In a separate event at 0915 hours on October 11, 2011, approximately 20 gallons of gasoline were released to the soil when a cam lock fitting did not seal properly at Tank 403. The emissions associated with this event were approximately 116 lbs hydrocarbon and 1 lb of benzene. In combination with the above incident, the RQ for benzene was exceeded.|
Notes: Mitigation efforts to reduce emissions potential commenced promptly, as tank level was reduced, however, the product could not be removed from the tank roof. Foam was applied to the tank roof at 1540 hours, greatly reducing the emissions from the event. The tank roof was landed Sunday, October 9, and the oil was able to be removed from the floating roof. Additionally, the tank contents were drained and water was introduced into the tank, however a thin oil layer is still present as repairs progressed. There were multiple complaints associated with this incident; a. Terrible odor coming from the direction of the river where there is a barge parked, and several facilities in that direction as well. t134349 b. Terrible odor coming from the direction of the river making several people in area sick. Vomiting, headache, and child exposure. t133866 c. Barge that has been tied up at the docks for 2 days is producing terrible odors.

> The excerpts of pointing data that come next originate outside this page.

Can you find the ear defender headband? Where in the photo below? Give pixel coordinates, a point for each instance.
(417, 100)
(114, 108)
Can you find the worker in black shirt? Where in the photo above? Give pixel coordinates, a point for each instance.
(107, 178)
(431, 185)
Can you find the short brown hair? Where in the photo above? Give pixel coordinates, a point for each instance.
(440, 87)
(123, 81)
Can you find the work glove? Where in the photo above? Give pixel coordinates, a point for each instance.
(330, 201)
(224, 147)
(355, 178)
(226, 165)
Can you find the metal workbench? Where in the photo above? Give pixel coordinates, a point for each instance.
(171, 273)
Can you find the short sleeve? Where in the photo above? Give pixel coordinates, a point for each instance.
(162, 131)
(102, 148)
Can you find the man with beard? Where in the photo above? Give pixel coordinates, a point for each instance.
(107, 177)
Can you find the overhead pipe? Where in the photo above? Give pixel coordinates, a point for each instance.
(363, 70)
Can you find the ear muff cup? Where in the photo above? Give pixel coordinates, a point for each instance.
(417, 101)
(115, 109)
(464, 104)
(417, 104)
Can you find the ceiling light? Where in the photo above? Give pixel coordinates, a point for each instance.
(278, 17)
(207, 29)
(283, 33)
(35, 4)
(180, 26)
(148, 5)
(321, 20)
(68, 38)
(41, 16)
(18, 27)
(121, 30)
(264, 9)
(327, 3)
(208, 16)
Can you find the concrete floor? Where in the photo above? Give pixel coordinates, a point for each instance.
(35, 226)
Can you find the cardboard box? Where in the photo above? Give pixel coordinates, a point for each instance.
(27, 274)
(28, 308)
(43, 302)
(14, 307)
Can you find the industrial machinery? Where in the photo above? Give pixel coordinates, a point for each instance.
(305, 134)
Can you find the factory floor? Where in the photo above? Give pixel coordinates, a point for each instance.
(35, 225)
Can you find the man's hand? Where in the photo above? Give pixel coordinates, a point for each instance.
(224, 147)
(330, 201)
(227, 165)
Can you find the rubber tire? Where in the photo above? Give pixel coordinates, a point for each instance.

No tempo # d. Incredibly strong and foul odor coming from the direction of the river. No Tempo #
|Vessel in #7 crystallizer unit||Cause: A small hole and crack were discovered in the shell of the vessel of the #7 crystallizer (E4302), causing the vessel to fail internally and form a hole through the outside shell, allowing the product to escape.|
Notes: The vessel was isolated and was being pumped down, depressurized, and the contents were being displaced with Nitrogen. The spilled product was isolated to the concrete slab which leads to the storm water containment area. All product being released was eventually recovered at the sump and diverted to a slop tank. Air monitoring occurred and levels were only detected within the 50x50 blocked off area. Atmospheric Venting. Highly Flammable.
|Tank 61||Cause: Personnel observed a material leaking at Tank 61 from the roof drain area in the dike area. Upon identification, personnel mobilized and safely blocked in the roof drain and dike valve in the containment area. Due to heavy rains the roof drain and dike valve were open for draining the area per normal work practice. CRLLC personnel noticed some hydrocarbon had entered the concrete drain ditch, where it was contained. While blocking in the roof drain, personnel noted that hydrocarbons and water partially covered the north side of the tank roof. The tank immediately began to be pumped down to empty the contents. The tank was pumped down to a level that completely exposed the tank roof. After identification of the issue, the area was foamed to minimize emissions, and cleanup began immediately. CRLLC is conducting a failure analysis of the tank roof to determine the cause of the failure.|
Notes: After isolating the leak, operators used foam to minimize volatilization and vacuum trucks were utilized to clean up the area. All material in Tank 61 was transferred to Tank 60 to allow operators to address the Tank 61 floating roof.